RayJob Quickstart#

Prerequisites#

  • KubeRay v0.6.0 or higher

    • KubeRay v0.6.0 or v1.0.0: Ray 1.10 or higher.

    • KubeRay v1.1.0 is highly recommended: Ray 2.8.0 or higher. This document is mainly for KubeRay v1.1.0.

What’s a RayJob?#

A RayJob manages two aspects:

  • RayCluster: A RayCluster custom resource manages all Pods in a Ray cluster, including a head Pod and multiple worker Pods.

  • Job: A Kubernetes Job runs ray job submit to submit a Ray job to the RayCluster.

What does the RayJob provide?#

With RayJob, KubeRay automatically creates a RayCluster and submits a job when the cluster is ready. You can also configure RayJob to automatically delete the RayCluster once the Ray job finishes.

To understand the following content better, you should understand the difference between:

  • RayJob: A Kubernetes custom resource definition (CRD) provided by KubeRay.

  • Ray job: A Ray job is a packaged Ray application that can run on a remote Ray cluster. See this document for more details.

  • Submitter: The submitter is a Kubernetes Job that runs ray job submit to submit a Ray job to the RayCluster.

RayJob Configuration#

  • RayCluster configuration

    • rayClusterSpec - Defines the RayCluster custom resource to run the Ray job on.

  • Ray job configuration

    • entrypoint - The submitter runs ray job submit --address ... --submission-id ... -- $entrypoint to submit a Ray job to the RayCluster.

    • runtimeEnvYAML - (Optional) A runtime environment that describes the dependencies the Ray job needs to run, including files, packages, environment variables, and more. Provide the configuration as a multi-line YAML string. See Runtime Environments for more details. (New in KubeRay version 1.0.0)

    • jobId - (Optional) Defines the submission ID for the Ray job. If not provided, KubeRay generates one automatically. See Ray Jobs CLI API Reference for more details about the submission ID.

    • metadata - (Optional) See Ray Jobs CLI API Reference for more details about the --metadata-json option.

    • entrypointNumCpus / entrypointNumGpus / entrypointResources (Optional): See Ray Jobs CLI API Reference for more details.

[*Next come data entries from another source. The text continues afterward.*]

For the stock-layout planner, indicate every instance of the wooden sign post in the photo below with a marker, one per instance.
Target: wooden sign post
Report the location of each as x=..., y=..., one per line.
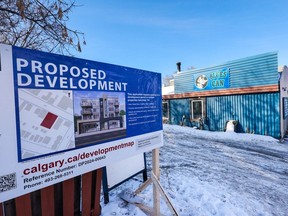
x=157, y=188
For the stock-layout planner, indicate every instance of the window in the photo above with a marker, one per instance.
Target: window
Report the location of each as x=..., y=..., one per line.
x=197, y=109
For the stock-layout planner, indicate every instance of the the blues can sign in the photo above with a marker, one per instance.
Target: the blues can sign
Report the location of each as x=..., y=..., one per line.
x=63, y=116
x=213, y=80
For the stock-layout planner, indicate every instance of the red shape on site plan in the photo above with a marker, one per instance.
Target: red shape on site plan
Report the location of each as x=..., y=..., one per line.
x=49, y=120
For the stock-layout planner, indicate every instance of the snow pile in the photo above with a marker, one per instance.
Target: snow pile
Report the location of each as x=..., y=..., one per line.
x=214, y=173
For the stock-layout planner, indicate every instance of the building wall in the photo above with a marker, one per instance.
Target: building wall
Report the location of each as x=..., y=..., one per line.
x=178, y=108
x=250, y=95
x=256, y=113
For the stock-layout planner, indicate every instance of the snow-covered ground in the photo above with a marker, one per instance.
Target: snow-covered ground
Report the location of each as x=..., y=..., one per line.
x=214, y=173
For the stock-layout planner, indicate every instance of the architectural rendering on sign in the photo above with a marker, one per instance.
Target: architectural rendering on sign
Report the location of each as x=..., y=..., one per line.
x=102, y=116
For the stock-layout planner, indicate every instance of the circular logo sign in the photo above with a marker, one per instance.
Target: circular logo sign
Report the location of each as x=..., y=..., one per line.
x=201, y=82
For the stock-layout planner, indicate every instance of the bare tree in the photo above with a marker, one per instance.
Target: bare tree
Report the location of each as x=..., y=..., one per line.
x=39, y=24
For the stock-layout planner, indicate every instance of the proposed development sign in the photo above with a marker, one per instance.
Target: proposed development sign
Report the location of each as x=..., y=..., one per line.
x=63, y=116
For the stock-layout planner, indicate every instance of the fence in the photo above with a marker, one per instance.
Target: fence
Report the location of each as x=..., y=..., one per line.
x=76, y=196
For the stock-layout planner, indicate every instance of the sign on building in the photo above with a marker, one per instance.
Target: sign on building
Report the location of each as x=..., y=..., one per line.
x=63, y=116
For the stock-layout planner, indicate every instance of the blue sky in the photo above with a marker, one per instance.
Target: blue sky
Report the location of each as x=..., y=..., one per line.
x=155, y=34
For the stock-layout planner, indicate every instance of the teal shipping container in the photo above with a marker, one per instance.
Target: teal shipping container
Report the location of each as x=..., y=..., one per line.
x=245, y=91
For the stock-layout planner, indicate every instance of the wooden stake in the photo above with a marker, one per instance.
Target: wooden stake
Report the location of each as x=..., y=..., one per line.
x=157, y=189
x=156, y=171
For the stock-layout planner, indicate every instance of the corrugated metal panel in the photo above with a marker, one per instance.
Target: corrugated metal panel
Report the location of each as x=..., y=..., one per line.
x=256, y=113
x=178, y=108
x=251, y=71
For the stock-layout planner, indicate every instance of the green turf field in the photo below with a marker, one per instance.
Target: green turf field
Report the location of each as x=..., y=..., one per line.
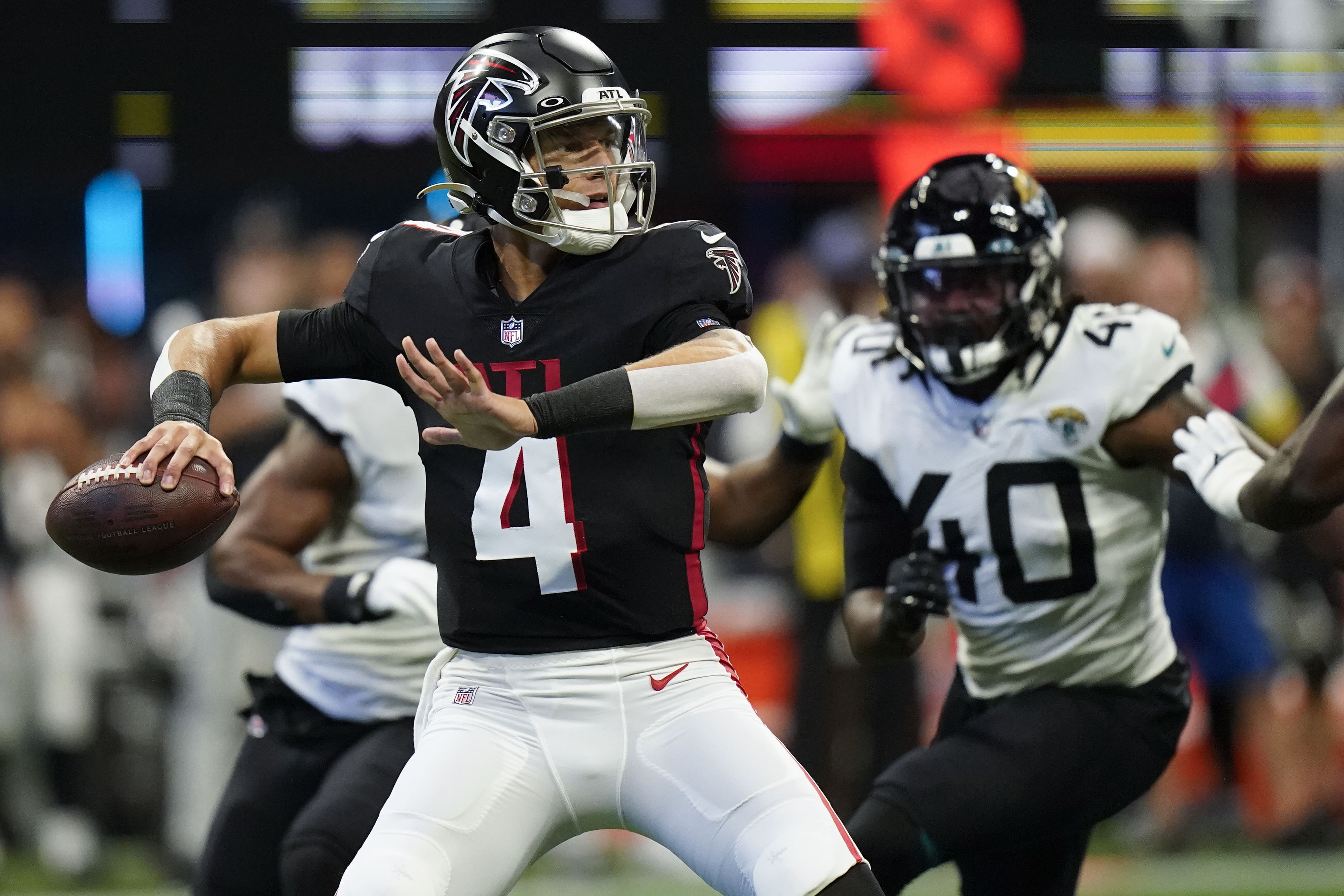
x=131, y=871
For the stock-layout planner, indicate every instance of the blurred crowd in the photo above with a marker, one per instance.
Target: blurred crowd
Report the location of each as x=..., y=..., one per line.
x=119, y=696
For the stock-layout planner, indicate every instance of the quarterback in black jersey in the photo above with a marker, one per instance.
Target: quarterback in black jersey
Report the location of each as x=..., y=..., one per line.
x=566, y=500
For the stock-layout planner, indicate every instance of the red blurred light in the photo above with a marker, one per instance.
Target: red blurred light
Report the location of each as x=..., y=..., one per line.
x=948, y=56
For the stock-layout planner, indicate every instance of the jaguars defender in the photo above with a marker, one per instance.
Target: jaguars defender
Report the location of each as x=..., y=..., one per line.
x=565, y=503
x=1007, y=463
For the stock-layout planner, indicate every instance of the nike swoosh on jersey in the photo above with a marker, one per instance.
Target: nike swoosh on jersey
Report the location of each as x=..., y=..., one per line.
x=659, y=684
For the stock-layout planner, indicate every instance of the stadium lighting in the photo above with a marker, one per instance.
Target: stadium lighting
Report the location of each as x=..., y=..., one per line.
x=115, y=252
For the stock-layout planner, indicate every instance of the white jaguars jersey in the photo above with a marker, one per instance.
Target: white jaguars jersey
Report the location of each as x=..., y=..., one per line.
x=374, y=669
x=1054, y=551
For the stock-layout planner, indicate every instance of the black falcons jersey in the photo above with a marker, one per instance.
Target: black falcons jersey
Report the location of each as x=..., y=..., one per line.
x=572, y=543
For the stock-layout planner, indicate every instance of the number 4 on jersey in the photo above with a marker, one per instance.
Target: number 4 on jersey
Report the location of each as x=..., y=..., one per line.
x=551, y=537
x=540, y=469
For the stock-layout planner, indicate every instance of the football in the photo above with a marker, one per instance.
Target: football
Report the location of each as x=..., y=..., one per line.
x=107, y=519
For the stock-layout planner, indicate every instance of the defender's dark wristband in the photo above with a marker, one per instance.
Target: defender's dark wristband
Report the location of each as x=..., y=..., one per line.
x=345, y=600
x=603, y=402
x=801, y=452
x=183, y=395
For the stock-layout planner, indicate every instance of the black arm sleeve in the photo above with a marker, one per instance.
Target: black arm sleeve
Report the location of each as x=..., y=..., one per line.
x=331, y=343
x=255, y=605
x=877, y=530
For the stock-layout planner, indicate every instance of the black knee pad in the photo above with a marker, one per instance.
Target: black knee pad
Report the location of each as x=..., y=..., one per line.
x=893, y=844
x=312, y=867
x=857, y=882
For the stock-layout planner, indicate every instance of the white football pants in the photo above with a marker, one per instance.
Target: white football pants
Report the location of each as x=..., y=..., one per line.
x=516, y=754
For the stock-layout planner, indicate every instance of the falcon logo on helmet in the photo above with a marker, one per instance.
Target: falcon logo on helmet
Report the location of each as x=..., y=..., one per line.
x=728, y=260
x=483, y=81
x=538, y=132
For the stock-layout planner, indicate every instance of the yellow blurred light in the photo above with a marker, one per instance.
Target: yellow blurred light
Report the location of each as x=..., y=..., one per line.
x=141, y=115
x=1103, y=141
x=788, y=10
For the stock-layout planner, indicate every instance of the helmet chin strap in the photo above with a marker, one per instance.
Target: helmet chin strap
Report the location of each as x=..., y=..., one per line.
x=971, y=362
x=581, y=242
x=577, y=242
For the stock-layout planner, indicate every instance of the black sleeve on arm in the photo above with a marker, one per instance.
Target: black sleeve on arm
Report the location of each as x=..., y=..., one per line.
x=600, y=402
x=255, y=605
x=1169, y=389
x=877, y=530
x=331, y=343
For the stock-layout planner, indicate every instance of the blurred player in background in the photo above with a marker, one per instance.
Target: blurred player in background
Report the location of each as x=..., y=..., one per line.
x=1007, y=463
x=581, y=688
x=1209, y=583
x=1301, y=593
x=840, y=710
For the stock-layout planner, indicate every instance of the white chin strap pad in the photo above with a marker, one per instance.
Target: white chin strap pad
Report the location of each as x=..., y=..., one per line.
x=976, y=360
x=578, y=242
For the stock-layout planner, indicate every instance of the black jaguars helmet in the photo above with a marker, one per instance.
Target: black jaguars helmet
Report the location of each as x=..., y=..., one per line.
x=971, y=268
x=526, y=112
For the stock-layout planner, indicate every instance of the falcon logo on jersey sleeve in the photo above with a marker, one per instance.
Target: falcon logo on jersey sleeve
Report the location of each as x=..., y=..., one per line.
x=511, y=332
x=1069, y=422
x=726, y=259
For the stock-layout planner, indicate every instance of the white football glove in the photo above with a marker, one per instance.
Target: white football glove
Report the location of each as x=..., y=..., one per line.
x=1217, y=460
x=405, y=588
x=805, y=404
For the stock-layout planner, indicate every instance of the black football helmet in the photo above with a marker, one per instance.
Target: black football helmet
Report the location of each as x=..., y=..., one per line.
x=521, y=96
x=971, y=268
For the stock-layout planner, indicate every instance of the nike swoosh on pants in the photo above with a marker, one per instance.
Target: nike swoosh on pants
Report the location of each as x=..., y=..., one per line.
x=659, y=684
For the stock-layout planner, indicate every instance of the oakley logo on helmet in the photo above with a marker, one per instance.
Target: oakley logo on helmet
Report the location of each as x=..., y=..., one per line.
x=728, y=260
x=945, y=246
x=483, y=81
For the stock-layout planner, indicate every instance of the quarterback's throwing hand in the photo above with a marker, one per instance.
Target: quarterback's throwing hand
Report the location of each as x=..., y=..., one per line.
x=463, y=397
x=916, y=588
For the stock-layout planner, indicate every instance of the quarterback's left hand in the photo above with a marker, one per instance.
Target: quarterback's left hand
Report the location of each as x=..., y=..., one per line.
x=463, y=397
x=1218, y=460
x=807, y=402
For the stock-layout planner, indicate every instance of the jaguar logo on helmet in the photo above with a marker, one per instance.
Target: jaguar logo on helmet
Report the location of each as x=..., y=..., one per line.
x=728, y=260
x=483, y=81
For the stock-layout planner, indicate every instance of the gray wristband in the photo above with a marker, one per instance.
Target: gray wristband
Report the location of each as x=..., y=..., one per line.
x=183, y=395
x=601, y=402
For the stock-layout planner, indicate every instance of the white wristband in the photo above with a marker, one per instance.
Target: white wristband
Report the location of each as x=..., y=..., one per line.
x=690, y=393
x=1218, y=461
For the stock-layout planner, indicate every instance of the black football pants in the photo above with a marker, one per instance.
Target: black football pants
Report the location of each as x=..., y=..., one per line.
x=1011, y=788
x=299, y=808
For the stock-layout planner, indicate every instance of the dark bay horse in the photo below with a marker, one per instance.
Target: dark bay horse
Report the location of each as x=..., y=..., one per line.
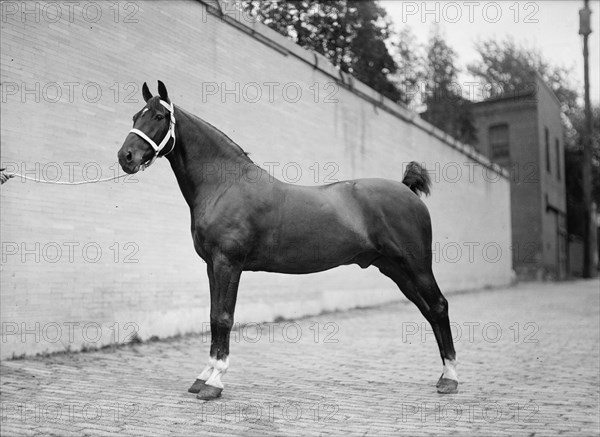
x=244, y=219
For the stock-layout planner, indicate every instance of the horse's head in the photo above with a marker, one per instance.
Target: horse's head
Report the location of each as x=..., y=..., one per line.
x=153, y=128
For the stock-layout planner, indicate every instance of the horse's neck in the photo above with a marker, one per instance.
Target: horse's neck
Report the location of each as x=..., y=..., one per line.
x=204, y=160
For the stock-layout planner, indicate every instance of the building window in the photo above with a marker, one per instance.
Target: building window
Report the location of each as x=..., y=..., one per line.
x=499, y=144
x=547, y=139
x=557, y=144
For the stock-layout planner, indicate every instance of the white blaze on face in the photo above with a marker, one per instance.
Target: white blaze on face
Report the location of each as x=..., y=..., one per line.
x=450, y=370
x=213, y=371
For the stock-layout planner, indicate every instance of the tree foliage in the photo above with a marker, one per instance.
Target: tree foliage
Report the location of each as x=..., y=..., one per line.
x=351, y=34
x=507, y=67
x=446, y=107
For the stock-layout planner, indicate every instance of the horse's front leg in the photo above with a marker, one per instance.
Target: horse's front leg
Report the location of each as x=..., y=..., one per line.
x=224, y=278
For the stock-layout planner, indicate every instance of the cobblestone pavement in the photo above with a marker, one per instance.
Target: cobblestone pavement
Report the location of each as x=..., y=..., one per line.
x=528, y=362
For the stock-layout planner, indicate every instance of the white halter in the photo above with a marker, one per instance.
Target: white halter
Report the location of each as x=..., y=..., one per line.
x=170, y=134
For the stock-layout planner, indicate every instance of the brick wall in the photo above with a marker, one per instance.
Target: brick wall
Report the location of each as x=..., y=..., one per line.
x=88, y=265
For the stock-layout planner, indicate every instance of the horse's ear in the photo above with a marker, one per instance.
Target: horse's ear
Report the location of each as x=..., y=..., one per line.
x=162, y=92
x=146, y=92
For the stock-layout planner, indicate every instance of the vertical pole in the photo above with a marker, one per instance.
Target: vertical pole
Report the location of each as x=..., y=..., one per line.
x=588, y=256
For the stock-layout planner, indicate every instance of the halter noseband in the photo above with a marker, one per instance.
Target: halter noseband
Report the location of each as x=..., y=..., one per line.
x=170, y=134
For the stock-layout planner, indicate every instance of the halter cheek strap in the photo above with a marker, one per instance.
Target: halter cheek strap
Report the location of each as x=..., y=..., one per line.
x=170, y=134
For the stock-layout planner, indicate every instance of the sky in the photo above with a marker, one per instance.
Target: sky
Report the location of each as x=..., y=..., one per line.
x=550, y=26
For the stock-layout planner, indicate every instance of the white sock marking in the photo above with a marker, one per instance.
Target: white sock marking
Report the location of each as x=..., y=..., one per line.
x=450, y=370
x=218, y=368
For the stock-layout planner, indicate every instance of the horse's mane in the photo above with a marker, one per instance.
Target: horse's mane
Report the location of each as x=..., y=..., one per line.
x=216, y=134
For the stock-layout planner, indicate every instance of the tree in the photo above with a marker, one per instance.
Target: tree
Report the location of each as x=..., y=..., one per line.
x=410, y=74
x=446, y=108
x=507, y=68
x=351, y=34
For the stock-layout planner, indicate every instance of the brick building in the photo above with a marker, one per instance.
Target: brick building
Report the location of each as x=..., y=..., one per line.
x=523, y=133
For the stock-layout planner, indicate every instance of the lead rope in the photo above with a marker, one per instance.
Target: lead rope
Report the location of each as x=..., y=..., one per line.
x=42, y=181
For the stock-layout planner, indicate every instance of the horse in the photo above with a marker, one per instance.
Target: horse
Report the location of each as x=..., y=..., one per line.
x=244, y=219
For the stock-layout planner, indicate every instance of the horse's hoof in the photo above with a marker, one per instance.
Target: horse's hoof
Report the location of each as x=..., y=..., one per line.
x=197, y=386
x=208, y=392
x=447, y=386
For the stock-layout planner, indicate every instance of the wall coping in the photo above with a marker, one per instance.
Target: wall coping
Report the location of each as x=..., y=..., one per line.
x=228, y=12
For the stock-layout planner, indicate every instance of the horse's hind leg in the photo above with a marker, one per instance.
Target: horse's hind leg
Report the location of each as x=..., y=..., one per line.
x=419, y=286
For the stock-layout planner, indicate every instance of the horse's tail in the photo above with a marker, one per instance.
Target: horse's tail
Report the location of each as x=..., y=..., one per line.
x=417, y=179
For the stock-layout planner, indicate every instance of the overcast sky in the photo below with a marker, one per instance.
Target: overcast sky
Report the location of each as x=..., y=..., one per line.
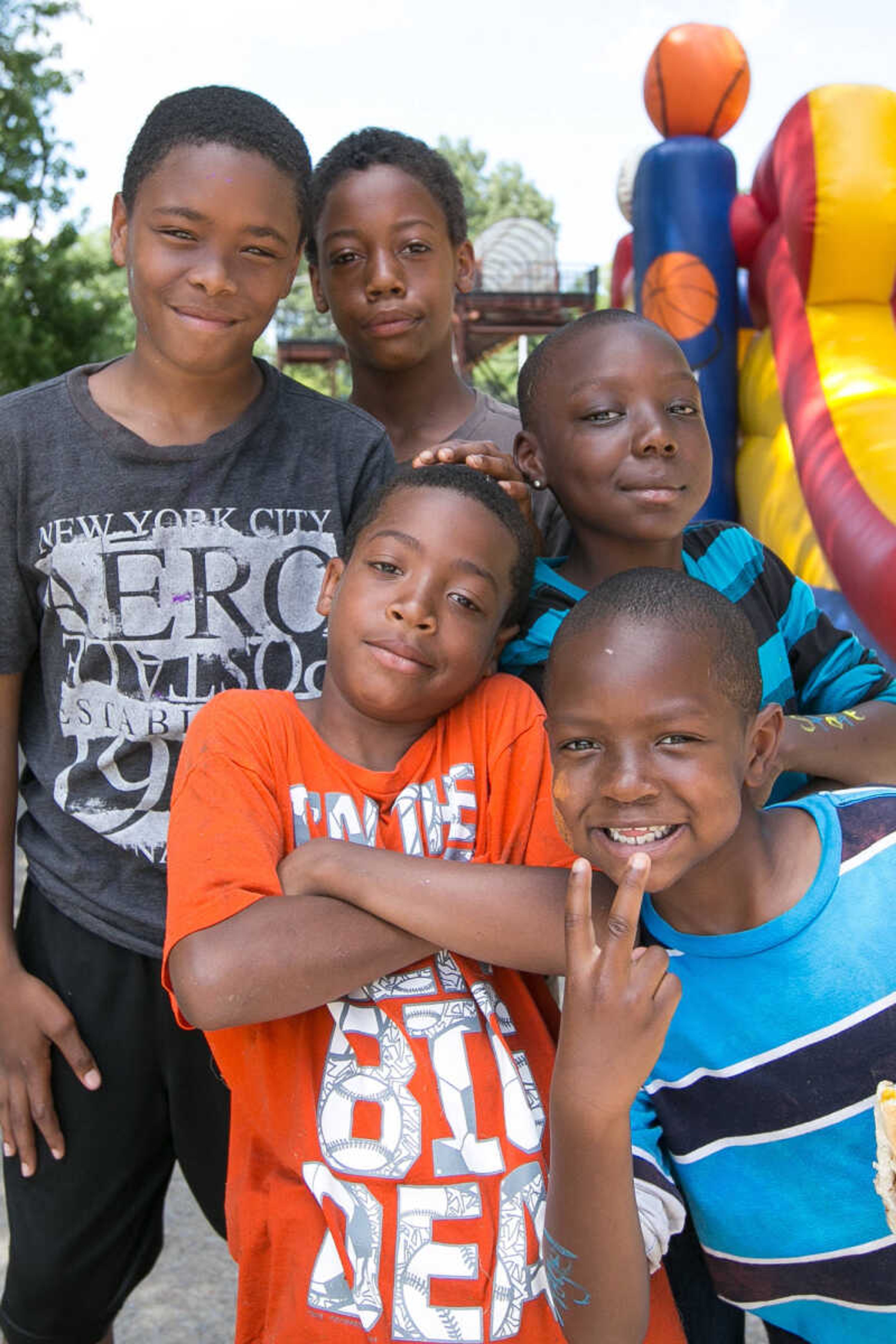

  • Submitter configuration

    • submitterPodTemplate - (Optional) Defines the Pod template for the submitter Kubernetes Job.

      • RAY_DASHBOARD_ADDRESS - The KubeRay operator injects this environment variable to the submitter Pod. The value is $HEAD_SERVICE:$DASHBOARD_PORT.

      • RAY_JOB_SUBMISSION_ID - The KubeRay operator injects this environment variable to the submitter Pod. The value is the RayJob.Status.JobId of the RayJob.

      • Example: ray job submit --address=http://$RAY_DASHBOARD_ADDRESS --submission-id=$RAY_JOB_SUBMISSION_ID ...

  • Automatic resource cleanup

    • shutdownAfterJobFinishes - (Optional) Determines whether to recycle the RayCluster and the submitter after the Ray job finishes. The default value is false.

    • ttlSecondsAfterFinished - (Optional) Only works if shutdownAfterJobFinishes is true. The KubeRay operator deletes the RayCluster and the submitter ttlSecondsAfterFinished seconds after the Ray job finishes. The default value is 0.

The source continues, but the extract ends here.